D’Arco handed all the plunder, more than $1 million a year, to Casso, the hierarchy’s treasurer. Aware of Casso’s paranoia about being shortchanged and of his zeal for exactitude, D’Arco gave him a written record of every penny he received for the bosses and its source. For added insurance, D’Arco kept his own ledger of the payments.
Partly as a reward for D’Arco’s services, the two bosses honored him by presiding at the induction of his son Joseph into the borgata and placed him in his father’s crew. Following the ceremony in the basement of a Canarsie home, Casso nudged Amuso and announced gravely to D’Arco, “Your son belongs to us now, he doesn’t belong to you anymore.” Following his father’s path, Joe
D’Arco became a drug dealer. He also began sampling his own wares, descending into heroin addiction.

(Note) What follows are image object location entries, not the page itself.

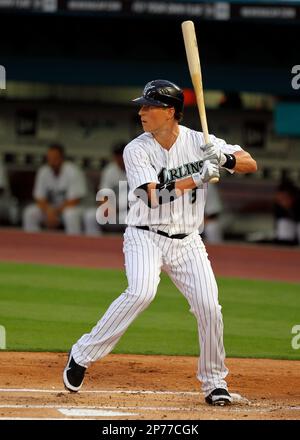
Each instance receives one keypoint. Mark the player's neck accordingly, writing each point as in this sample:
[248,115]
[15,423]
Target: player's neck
[167,136]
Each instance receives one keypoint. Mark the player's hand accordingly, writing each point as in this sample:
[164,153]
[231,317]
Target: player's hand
[210,169]
[212,152]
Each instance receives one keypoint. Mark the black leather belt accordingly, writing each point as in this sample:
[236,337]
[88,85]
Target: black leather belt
[178,236]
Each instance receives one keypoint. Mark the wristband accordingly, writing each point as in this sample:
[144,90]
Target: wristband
[230,161]
[197,179]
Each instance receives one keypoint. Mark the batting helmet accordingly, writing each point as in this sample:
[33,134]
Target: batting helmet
[162,93]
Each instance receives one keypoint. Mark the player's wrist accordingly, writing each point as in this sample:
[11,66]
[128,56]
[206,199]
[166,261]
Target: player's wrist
[230,161]
[197,179]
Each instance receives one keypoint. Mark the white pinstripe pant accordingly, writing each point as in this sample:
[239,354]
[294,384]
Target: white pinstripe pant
[187,264]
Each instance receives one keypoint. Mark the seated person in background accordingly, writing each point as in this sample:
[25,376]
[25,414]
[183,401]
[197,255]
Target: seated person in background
[287,213]
[59,190]
[9,211]
[111,175]
[213,230]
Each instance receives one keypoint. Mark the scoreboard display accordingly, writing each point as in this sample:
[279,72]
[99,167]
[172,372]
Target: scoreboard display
[241,10]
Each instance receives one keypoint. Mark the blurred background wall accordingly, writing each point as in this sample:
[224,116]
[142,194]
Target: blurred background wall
[72,68]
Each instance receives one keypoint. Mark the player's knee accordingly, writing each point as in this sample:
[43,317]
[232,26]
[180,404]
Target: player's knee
[142,296]
[213,312]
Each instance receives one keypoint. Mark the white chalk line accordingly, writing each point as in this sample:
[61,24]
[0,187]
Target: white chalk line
[121,408]
[33,390]
[249,408]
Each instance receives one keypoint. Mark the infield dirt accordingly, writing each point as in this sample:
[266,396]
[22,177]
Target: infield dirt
[148,387]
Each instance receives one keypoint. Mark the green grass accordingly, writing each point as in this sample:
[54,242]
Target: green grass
[48,308]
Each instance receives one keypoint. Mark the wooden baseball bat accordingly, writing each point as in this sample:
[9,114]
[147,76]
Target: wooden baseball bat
[192,54]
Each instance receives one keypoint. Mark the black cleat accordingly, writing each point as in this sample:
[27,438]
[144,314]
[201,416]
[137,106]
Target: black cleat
[73,375]
[219,397]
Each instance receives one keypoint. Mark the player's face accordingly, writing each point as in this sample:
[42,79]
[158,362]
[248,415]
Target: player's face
[155,118]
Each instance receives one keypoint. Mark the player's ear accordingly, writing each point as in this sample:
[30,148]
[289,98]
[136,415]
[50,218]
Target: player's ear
[171,112]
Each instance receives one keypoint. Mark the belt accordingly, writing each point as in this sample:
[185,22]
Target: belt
[178,236]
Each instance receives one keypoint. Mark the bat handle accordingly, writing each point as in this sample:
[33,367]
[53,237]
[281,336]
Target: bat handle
[207,141]
[214,180]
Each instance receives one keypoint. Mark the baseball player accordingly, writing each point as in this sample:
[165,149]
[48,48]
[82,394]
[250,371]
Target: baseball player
[59,191]
[168,167]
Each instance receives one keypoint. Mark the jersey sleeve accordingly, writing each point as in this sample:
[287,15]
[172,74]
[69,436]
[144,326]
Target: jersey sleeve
[138,167]
[40,184]
[77,188]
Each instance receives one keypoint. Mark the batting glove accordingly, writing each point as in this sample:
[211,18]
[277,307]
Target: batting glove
[210,169]
[212,152]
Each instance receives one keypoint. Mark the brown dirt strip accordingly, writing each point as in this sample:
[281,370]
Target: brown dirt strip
[231,260]
[271,387]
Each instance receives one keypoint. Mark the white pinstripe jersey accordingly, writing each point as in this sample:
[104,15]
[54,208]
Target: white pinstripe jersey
[147,161]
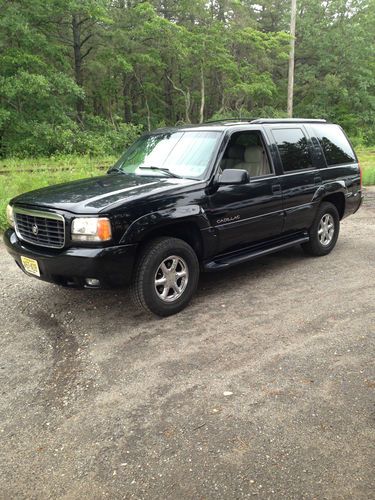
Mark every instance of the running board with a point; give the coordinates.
(234, 258)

Before D’Arco came under Casso’s tutelage, there was no firm evidence of his involvement in any murders. But as Amuso and Casso’s most dependable capo, he served as a conspirator in many of their reign-of-terror killings. The Lucchese family’s Professor helped lure Mike Pappadio, the ousted Garment Center rackets supervisor, to his death in a bagel factory, where D’Arco bludgeoned him before he was fatally shot by another mobster. He participated in or knew the details of at least eleven executions. For the murder of Anthony DiLapi, he assigned his son to the team that hunted him down in California. The killers of a fellow capo from the Bronx, Mike Salerno, were personally selected by D’Arco. To facilitate one murder for Casso, D’Arco obtained a submachine gun with a silencer, test-firing it from a window in his apartment before transferring it to the designated hit man.